The thing is that the first and second way have problems to scale if the project becomes very large, this is why mapping in OSM with hundreds of thousands of regular contributors does not work this way and which is why OSM-Carto has departed from the consensus principle during the last year. For a map style project like OSM-Carto it would still be possible to use these ways but this would require a fairly stringent hierarchy in the project and having different people with specific roles and tasks and this might not really be workable for a community project. Large commercial design projects (think of architecture, industrial design and fashion for example) generally use the first or second approach although many of them in addition also have extensive documented design guidelines. The question no one can answer so far is if the third way can work in the long term for a cartographic design project like a map style, especially if there are no clear practical rules for design decisions everyone adheres to and by which the quality of changes and the resulting map is measured.

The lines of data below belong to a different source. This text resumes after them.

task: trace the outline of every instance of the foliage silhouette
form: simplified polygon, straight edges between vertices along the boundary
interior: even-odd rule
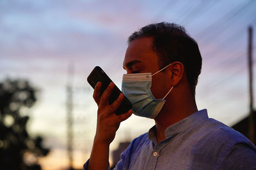
[[[36,101],[36,90],[24,80],[6,79],[0,82],[1,169],[41,169],[37,159],[48,154],[43,138],[29,136],[29,117],[21,110]]]

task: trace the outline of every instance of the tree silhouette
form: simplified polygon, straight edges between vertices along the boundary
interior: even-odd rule
[[[49,152],[42,146],[42,137],[33,138],[28,133],[29,117],[20,111],[33,106],[36,92],[26,80],[0,82],[1,169],[41,169],[37,159]]]

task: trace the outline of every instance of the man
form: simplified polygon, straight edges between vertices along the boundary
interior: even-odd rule
[[[244,136],[198,111],[195,87],[202,67],[196,41],[174,24],[150,24],[129,38],[122,92],[132,111],[116,116],[120,94],[112,104],[114,85],[93,98],[97,125],[91,157],[84,169],[107,169],[109,144],[132,113],[154,118],[156,125],[134,139],[117,169],[256,169],[256,148]]]

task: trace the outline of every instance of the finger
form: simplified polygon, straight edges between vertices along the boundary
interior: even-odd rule
[[[100,104],[101,85],[102,85],[101,82],[100,81],[97,83],[95,87],[94,88],[93,95],[94,101],[98,105]]]
[[[132,114],[132,110],[129,110],[127,112],[125,113],[120,115],[117,116],[117,120],[119,122],[123,122],[124,120],[125,120],[127,119]]]
[[[124,96],[123,94],[119,94],[118,97],[117,97],[116,100],[115,100],[111,104],[109,105],[109,112],[113,113],[119,107],[121,104],[122,102],[123,101],[124,98]]]
[[[103,92],[102,95],[100,97],[100,103],[105,105],[108,104],[108,99],[111,95],[112,90],[114,89],[115,84],[111,82],[109,84],[107,89],[106,89],[105,91]]]

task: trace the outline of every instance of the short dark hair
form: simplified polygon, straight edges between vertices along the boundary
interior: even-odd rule
[[[146,25],[132,33],[128,38],[128,44],[145,37],[153,38],[153,50],[159,57],[159,69],[175,61],[183,64],[191,92],[195,96],[202,68],[202,57],[195,39],[187,34],[183,27],[161,22]]]

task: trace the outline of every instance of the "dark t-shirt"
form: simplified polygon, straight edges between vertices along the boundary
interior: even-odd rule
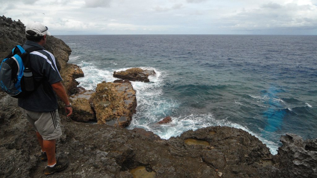
[[[18,105],[27,110],[35,112],[49,112],[57,108],[57,98],[51,85],[62,79],[56,66],[53,55],[37,43],[27,41],[24,49],[35,46],[43,50],[30,54],[31,67],[35,79],[41,84],[29,95],[18,99]]]

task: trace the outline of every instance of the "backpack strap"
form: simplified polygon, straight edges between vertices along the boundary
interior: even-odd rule
[[[23,49],[23,48],[22,49]],[[19,48],[19,49],[20,49]],[[40,50],[40,49],[43,49],[37,46],[33,46],[25,50],[25,51],[26,52],[25,54],[22,54],[27,55],[27,56],[25,56],[25,57],[22,58],[22,60],[23,61],[23,63],[24,64],[24,67],[25,68],[29,68],[32,70],[31,68],[31,65],[30,64],[29,53],[32,51]],[[24,51],[24,50],[23,49],[23,50]]]

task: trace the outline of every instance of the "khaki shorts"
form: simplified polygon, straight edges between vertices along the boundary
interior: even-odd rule
[[[59,116],[57,110],[50,112],[40,112],[27,111],[21,108],[21,111],[36,131],[43,140],[49,140],[57,138],[61,135]]]

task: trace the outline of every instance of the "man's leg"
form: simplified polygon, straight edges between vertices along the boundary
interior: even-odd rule
[[[38,140],[39,143],[41,146],[41,148],[42,149],[42,151],[44,152],[45,151],[45,149],[43,146],[43,137],[42,137],[42,136],[38,132],[36,132],[36,137],[37,137],[37,140]]]
[[[56,163],[55,156],[55,143],[56,140],[55,139],[49,140],[43,140],[43,146],[44,150],[46,152],[47,165],[48,166],[51,166]]]

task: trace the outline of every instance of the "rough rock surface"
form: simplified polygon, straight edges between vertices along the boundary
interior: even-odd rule
[[[288,133],[281,141],[283,145],[277,150],[281,171],[288,177],[317,177],[317,139],[303,141]]]
[[[98,124],[125,127],[135,113],[135,91],[131,84],[104,82],[97,85],[92,99]]]
[[[70,118],[77,122],[86,122],[96,119],[91,99],[91,95],[94,93],[92,90],[86,90],[69,97],[69,102],[72,104],[74,111]]]
[[[155,75],[155,73],[152,70],[143,70],[140,68],[132,68],[126,70],[113,72],[113,77],[131,81],[150,82],[148,77]]]
[[[16,36],[5,33],[10,30],[3,29],[10,27],[19,31],[19,27],[24,27],[3,16],[0,23],[0,33],[5,36],[0,35],[0,43]],[[11,39],[14,42],[21,40]],[[61,43],[56,44],[66,45]],[[6,56],[6,50],[12,47],[0,47],[0,55],[5,54],[0,57]],[[65,48],[65,54],[70,52],[67,47],[61,48]],[[61,71],[68,68],[63,66],[61,56],[52,52],[58,56]],[[74,73],[70,77],[74,78]],[[100,90],[107,92],[114,87],[107,86],[106,89],[103,86],[106,84],[101,84]],[[66,85],[72,93],[73,85]],[[102,93],[99,93],[96,97],[105,99],[102,101],[106,104],[107,96]],[[34,131],[17,104],[17,99],[0,92],[0,177],[49,177],[43,174],[46,163],[40,160],[40,148]],[[133,175],[132,171],[139,166],[139,170],[145,171],[143,173],[160,178],[301,178],[317,175],[316,139],[303,141],[288,134],[282,137],[283,145],[278,155],[273,156],[257,138],[234,128],[209,127],[165,140],[142,129],[129,130],[61,117],[63,135],[57,141],[57,155],[69,165],[50,177],[141,177]]]
[[[170,122],[172,122],[172,118],[171,117],[171,116],[167,116],[167,117],[165,117],[164,119],[161,121],[160,121],[158,124],[168,124]]]

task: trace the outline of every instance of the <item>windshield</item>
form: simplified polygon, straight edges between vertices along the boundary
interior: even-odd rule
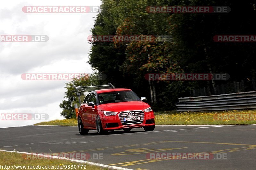
[[[130,90],[107,92],[98,95],[100,104],[140,100],[135,93]]]

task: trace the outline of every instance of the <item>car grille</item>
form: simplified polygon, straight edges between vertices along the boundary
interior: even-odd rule
[[[131,113],[133,113],[132,114],[134,114],[135,113],[136,113],[136,115],[132,116],[128,116],[128,115],[130,114]],[[130,125],[142,124],[143,122],[143,120],[144,119],[144,112],[142,110],[135,110],[121,112],[118,115],[118,116],[119,116],[119,118],[120,119],[120,120],[121,121],[121,123],[122,123],[123,125]],[[124,118],[125,117],[132,117],[137,116],[140,117],[140,120],[126,122],[124,122]]]

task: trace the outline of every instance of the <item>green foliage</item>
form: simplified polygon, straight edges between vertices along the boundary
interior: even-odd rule
[[[144,78],[148,73],[227,73],[230,81],[255,78],[255,45],[216,43],[212,38],[215,35],[255,34],[256,4],[255,0],[103,0],[92,30],[93,35],[164,35],[172,41],[92,42],[89,63],[106,74],[104,83],[130,88],[149,99],[149,84]],[[223,14],[146,11],[151,6],[204,5],[228,6],[231,11]],[[153,84],[157,101],[153,105],[160,110],[174,108],[178,97],[189,95],[189,90],[212,86],[211,81],[154,81]]]
[[[69,83],[66,83],[65,98],[67,100],[63,100],[60,104],[60,107],[62,109],[60,114],[66,119],[76,117],[74,105],[77,104],[79,106],[79,100],[76,94],[76,91],[73,85],[76,87],[94,86],[98,85],[99,81],[97,74],[88,74],[77,78],[74,79]],[[84,99],[81,98],[83,100]]]

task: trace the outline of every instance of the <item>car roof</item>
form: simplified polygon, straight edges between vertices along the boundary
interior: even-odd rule
[[[102,90],[95,90],[93,91],[93,92],[96,92],[97,93],[105,93],[106,92],[110,92],[111,91],[123,91],[125,90],[132,91],[132,90],[129,89],[124,88],[108,89],[102,89]]]

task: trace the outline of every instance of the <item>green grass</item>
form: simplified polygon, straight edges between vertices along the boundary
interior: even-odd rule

One principal problem with do-ocracies – even more than with other form of governance – is that they are constantly under the risk degrading into an oligarchy by those in a position of power (because they do things – hence do-ocracy) caring more for their own ability to continue doing things than for the project being open and inclusive and fulfilling its purposes. There is no inherent mechanism in do-ocracy that makes people involved serve or even care for the common good or that rewards such actions. In case of OSM as a whole and as a mapping project in particular the most important regulating factor is that no one can map and keep up-to-date the whole world or even just a city on their own. Working together with other mappers – and not just a hand full of them with similar views but a whole lot of them from all over the world – is an inherent necessity of mapping in OSM so do-ocracy works in a mostly self regulating fashion here. But designing a map style, even a complex one like OSM-Carto, is different. It does not require a lot of people and it it will likely run more smoothly on an operational level if there are fewer people involved in decision making. Of course in the past OSM-Carto has essentially already been an aristocratic/meritocratic system which is also a form of oligarchy.
The other and more technical big changes that has happened in OSM-Carto during the last year is the database reload and the move to using a hstore database which finally lifts the restrictions on what tags can be used in the style and which also got rid of old style tagging of multipolygon relations. This change had essentially been in the works for several years already and i did not contribute much to it. While not having much visual impact on its own it is an important basis for future improvements.
In a similar way the earlier move (from the end of 2016) to Mapnik 3 and to newer CartoCSS versions allowed using some new features which were not usable before. Still design wise the style is largely limited by the rather conservative function set of Mapnik and CartoCSS that makes a lot of things that would be nice to have awfully complicated.